Als eine Ausgleichsmaßnahme für Schkeuditz wünscht sich der Oberbürgermeister den Neubau einer Schwimmhalle, weil die alte Halle vor vielen Jahren abgerissen wurde. Doch dafür braucht er Unterstützung von DHL, Flughafen und Freistaat. Gespräche laufen.

Angesichts der Gemengelage wurde im Flughafen-Umfeld aufmerksam verfolgt, dass ausgerechnet DHL einen warnenden Hinweis an die Fluglärmkommission gegeben hatte. Dabei ging es um die lautstarken XXL-Frachter, die zur ukrainischen Antonow Airlines gehören. Die Beschwerde, die später zurückgezogen wurde, erging, als die Nordlandebahn des Airports wegen einer Sanierung geschlossen war.
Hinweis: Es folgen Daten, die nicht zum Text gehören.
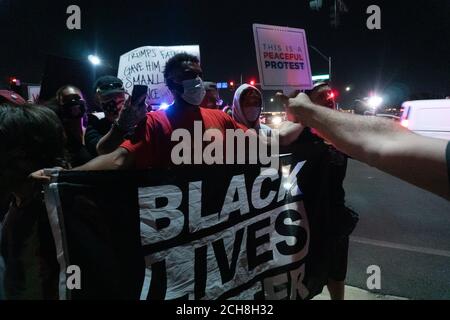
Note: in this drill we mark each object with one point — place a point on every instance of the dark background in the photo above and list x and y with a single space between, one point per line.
410 55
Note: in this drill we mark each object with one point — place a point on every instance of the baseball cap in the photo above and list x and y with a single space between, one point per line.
11 97
107 85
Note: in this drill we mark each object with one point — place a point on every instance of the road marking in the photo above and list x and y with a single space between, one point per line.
405 247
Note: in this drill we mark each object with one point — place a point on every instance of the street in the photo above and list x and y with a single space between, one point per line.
403 230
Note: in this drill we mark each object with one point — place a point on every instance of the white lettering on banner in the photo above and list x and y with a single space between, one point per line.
155 221
162 219
145 66
212 266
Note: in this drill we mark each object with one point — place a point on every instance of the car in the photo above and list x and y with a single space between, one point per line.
429 118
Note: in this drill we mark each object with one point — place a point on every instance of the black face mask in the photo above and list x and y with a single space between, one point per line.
73 109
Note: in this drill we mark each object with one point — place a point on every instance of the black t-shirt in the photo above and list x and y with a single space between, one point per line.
28 249
96 129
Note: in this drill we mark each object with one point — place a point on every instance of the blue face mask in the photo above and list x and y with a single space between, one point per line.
193 91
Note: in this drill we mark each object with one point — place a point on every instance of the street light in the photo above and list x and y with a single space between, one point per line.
95 60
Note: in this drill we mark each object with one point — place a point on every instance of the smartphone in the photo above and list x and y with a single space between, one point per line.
138 92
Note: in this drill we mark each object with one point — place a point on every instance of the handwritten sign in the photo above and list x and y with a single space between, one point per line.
283 59
145 66
33 93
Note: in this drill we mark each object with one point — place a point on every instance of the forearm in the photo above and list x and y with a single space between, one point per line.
289 132
385 145
357 136
111 141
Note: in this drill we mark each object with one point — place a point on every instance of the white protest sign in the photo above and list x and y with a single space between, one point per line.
145 66
33 93
283 59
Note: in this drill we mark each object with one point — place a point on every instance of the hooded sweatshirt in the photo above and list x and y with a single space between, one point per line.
238 114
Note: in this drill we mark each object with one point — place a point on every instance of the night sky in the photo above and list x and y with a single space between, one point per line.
410 55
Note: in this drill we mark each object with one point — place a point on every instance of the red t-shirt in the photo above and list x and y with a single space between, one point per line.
151 143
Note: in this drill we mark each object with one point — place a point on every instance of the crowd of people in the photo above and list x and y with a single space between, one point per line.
62 133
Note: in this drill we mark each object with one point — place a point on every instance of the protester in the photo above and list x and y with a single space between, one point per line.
228 110
212 98
342 220
110 96
422 161
32 137
70 106
151 144
247 107
123 127
11 98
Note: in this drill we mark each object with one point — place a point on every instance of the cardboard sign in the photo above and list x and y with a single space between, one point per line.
283 59
145 66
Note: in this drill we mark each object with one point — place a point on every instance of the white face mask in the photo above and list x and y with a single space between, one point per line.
252 113
194 91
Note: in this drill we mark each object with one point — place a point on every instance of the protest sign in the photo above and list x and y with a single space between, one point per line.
145 66
283 59
205 233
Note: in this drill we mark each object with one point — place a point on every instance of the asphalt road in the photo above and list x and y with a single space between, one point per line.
403 230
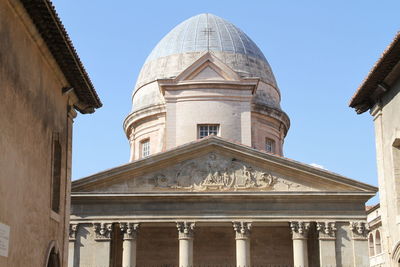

Kritiker vermuten, der gelbe Paketriese habe sich damit vor allem mehr Platz und freie Zeitfenster verschaffen wollen. DHL betont indes, der Antrag sei nur ein Hinweis zur Vermeidung von Emissionsbelastungen gewesen. „Einige Flugzeuge benötigen eine außerordentlich lange Zeit, um die volle Betriebsleistung ihrer Triebwerke zu erreichen“, schildert DHL-Sprecher Mennenga. „Geschieht dies auf der Startbahn oder den Taxiways kurz vor dem Start, müssen andere Flugzeuge unnötig lange warten.“

Leipzig ist als Start-Ort gefragt

Hinzu kommt die wachsende wirtschaftliche Konkurrenz in Schkeuditz. DHL ist dort nicht mehr alleiniger Platzhirsch, sondern ein großer Kunde unter vielen: Laut Flughafen steuern mittlerweile mehr als 80 Fracht-Airlines den Airport an. „Amazon Air“ hat in Leipzig sein erstes Luftfrachtzentrum für Europa aufgebaut und will deutlich wachsen. Der Umschlag des Online-Versandhändlers könnte in Zukunft die gleiche Größenordnung erreichen wie DHL, heißt es. Auch weitere großen Namen planen eine Ansiedlung. Nicht umsonst soll im Norden des Flughafens eine zweite „Cargo City“ entstehen.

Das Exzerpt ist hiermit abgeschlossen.